Film, şirketin savaşını ve Çin pazar payı savaşında eBay'e karşı nihai zaferini detaylandırıyor. Ama aynı zamanda zor kararlar almak ve bazı noktalarda kendi başarısızlıkları ve hatalarıyla yüzleşmek zorunda kalan bir CEO'nun kişisel mücadelelerini de gözler önüne seriyor.
Özellikle duygusal bir sahnede, Erisman, şirketin tüm bir Amerikan şubesini işten çıkarmasından sonra Ma ile yaptığı bir telefon görüşmesini anlatıyor.
Erisman, “Bana onun iyi bir insan olup olmadığımı sordu” diyor. 'Onu rahatlatmak için elimden geleni yaptım.'
Film prömiyerini 12 Nisan'da Sonoma Uluslararası Film Festivali'nde yapacak, ancak Erisman, filmin herhangi bir ana akım başarıya ulaşma şansı konusunda neredeyse kendini küçümseyen bir şekilde dürüst.

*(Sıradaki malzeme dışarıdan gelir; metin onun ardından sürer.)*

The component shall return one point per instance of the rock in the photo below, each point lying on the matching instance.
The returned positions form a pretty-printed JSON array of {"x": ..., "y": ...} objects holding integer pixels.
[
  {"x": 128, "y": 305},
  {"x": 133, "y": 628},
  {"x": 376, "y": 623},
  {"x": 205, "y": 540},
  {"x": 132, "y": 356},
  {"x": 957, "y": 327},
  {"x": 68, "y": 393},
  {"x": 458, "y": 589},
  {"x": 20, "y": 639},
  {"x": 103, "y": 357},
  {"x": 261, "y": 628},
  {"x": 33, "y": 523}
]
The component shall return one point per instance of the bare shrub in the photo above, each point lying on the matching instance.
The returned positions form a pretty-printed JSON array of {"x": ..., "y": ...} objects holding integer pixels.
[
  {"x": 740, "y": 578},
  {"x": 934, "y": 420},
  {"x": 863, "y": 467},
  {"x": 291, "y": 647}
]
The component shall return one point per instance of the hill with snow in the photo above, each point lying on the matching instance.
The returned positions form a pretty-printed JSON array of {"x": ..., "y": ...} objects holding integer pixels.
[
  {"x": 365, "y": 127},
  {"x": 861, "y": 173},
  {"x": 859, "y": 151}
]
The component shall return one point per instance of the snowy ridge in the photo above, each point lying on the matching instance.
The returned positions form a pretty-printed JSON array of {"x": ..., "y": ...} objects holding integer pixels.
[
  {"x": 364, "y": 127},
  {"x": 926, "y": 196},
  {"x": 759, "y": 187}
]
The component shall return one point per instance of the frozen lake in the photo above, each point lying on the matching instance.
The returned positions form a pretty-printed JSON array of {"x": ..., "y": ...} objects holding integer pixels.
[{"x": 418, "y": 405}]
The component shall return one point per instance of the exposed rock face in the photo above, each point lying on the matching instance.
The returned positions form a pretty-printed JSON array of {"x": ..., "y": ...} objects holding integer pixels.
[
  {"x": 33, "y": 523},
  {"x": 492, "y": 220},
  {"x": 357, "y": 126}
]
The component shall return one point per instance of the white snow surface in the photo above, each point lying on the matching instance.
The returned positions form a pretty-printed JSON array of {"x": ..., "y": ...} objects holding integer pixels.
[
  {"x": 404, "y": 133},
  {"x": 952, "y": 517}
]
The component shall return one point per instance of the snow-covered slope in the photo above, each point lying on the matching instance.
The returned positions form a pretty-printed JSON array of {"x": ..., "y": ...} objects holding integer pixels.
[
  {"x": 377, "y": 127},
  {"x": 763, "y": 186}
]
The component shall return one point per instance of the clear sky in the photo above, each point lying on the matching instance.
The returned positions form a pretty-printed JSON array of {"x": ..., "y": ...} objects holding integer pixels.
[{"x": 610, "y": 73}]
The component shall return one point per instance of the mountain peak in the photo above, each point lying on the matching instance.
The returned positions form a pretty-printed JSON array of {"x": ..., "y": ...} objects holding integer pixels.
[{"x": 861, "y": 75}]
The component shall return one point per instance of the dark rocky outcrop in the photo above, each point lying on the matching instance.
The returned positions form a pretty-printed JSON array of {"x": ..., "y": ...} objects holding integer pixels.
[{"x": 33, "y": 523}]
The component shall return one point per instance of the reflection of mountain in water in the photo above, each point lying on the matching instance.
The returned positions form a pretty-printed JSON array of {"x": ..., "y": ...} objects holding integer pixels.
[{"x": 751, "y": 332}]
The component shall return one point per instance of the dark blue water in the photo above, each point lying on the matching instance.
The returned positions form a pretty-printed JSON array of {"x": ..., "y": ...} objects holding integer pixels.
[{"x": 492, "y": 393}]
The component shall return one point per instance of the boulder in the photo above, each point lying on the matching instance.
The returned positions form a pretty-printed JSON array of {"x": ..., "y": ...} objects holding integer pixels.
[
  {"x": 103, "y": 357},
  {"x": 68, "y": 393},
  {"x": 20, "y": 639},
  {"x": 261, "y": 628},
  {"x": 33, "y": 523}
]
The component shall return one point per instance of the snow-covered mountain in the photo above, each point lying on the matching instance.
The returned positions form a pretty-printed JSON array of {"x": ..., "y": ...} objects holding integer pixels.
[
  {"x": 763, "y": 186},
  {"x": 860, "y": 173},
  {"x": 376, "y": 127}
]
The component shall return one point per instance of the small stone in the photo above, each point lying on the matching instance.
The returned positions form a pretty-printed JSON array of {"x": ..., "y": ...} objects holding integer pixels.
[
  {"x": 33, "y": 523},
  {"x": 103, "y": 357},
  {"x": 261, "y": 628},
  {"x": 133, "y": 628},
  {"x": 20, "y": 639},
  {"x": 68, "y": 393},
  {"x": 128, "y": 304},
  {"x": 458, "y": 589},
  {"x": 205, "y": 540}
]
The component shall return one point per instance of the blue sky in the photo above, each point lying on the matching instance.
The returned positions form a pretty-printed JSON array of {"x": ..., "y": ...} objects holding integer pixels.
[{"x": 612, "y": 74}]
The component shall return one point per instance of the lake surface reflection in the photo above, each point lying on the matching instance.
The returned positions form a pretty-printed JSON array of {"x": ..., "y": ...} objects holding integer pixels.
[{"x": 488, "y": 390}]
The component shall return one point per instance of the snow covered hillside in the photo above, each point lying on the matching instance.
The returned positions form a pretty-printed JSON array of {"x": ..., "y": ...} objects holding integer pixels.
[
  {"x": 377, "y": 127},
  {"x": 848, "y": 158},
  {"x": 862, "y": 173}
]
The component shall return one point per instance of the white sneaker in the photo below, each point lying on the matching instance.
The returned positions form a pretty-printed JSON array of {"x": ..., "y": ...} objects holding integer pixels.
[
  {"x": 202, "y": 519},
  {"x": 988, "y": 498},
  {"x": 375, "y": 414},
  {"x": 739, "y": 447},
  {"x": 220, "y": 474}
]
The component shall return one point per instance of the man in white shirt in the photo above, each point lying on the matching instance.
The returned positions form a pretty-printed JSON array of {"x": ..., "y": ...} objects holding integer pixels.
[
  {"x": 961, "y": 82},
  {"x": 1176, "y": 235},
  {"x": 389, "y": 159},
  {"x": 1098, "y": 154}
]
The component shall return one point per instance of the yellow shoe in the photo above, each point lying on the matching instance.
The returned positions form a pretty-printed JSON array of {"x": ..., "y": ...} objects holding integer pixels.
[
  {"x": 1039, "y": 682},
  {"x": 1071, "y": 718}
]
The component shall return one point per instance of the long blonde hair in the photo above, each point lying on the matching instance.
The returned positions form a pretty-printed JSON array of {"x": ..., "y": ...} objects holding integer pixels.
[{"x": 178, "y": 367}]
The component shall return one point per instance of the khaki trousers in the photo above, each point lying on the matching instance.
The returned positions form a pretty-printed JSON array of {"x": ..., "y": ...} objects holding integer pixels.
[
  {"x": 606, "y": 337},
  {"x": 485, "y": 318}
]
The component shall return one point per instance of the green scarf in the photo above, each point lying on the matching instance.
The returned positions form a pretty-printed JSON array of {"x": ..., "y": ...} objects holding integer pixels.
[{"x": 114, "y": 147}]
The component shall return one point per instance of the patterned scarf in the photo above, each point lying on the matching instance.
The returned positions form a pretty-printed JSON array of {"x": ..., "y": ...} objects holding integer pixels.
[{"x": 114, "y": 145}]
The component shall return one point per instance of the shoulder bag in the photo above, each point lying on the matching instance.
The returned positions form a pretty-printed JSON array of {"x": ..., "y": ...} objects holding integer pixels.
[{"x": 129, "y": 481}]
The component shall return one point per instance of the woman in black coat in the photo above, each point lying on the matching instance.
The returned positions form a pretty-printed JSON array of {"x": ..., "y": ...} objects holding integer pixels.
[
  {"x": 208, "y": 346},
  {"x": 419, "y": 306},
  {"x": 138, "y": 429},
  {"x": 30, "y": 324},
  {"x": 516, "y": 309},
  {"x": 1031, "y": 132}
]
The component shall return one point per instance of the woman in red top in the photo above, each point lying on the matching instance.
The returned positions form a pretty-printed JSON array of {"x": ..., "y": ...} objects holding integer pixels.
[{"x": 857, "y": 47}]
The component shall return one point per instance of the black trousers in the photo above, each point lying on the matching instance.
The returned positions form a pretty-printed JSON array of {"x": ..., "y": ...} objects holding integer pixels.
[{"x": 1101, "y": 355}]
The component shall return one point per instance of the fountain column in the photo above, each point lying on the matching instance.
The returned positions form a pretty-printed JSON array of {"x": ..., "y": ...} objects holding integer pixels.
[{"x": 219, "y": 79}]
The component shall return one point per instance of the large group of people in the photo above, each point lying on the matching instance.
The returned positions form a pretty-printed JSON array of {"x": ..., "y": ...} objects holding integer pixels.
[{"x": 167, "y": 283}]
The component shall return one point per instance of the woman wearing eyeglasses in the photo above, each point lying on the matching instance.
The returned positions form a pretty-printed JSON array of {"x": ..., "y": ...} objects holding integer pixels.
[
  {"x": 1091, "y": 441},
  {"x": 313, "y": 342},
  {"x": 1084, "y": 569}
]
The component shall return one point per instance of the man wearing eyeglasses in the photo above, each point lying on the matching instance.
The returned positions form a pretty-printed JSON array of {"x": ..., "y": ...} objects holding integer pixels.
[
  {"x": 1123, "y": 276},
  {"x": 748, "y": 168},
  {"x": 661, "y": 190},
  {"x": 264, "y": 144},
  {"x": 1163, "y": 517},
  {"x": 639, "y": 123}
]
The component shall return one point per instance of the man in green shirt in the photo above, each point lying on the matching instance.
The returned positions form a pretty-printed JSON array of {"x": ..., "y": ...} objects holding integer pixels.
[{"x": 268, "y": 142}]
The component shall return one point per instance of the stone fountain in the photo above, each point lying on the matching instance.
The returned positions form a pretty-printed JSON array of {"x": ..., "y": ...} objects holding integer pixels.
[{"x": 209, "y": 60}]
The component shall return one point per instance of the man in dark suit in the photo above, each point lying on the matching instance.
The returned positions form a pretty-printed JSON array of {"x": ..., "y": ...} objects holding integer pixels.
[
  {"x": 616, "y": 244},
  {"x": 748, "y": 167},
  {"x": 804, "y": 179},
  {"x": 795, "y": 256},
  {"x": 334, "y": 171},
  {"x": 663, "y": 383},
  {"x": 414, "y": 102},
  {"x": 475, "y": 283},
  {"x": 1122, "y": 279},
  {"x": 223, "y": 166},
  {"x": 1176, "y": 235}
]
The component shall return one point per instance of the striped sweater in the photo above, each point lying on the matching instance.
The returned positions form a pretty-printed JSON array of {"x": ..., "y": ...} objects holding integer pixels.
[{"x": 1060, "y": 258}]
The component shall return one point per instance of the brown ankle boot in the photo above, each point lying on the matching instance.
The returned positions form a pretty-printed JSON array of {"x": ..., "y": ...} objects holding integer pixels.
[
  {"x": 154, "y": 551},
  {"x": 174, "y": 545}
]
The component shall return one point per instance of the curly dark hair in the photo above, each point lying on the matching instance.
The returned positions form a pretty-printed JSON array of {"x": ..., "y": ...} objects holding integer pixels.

Web sitesi bile yok ama filmin bir Facebook sayfası. Erisman, Sonoma'nın ardından belgeseli 14 Nisan ve 19 Nisan'da Palm Beach Uluslararası Film Festivali'nde ve ardından 27 Nisan'da Eugene, Oregon'da Disorient Asian American Film Festivali'nde gösterecek.
Stratejisi, filmi mümkün olduğu kadar çok girişimciye göstermek, yeni kurulan toplulukta daha sonra onu dışarı doğru itebilecek bir vızıltı yaratmayı umuyor.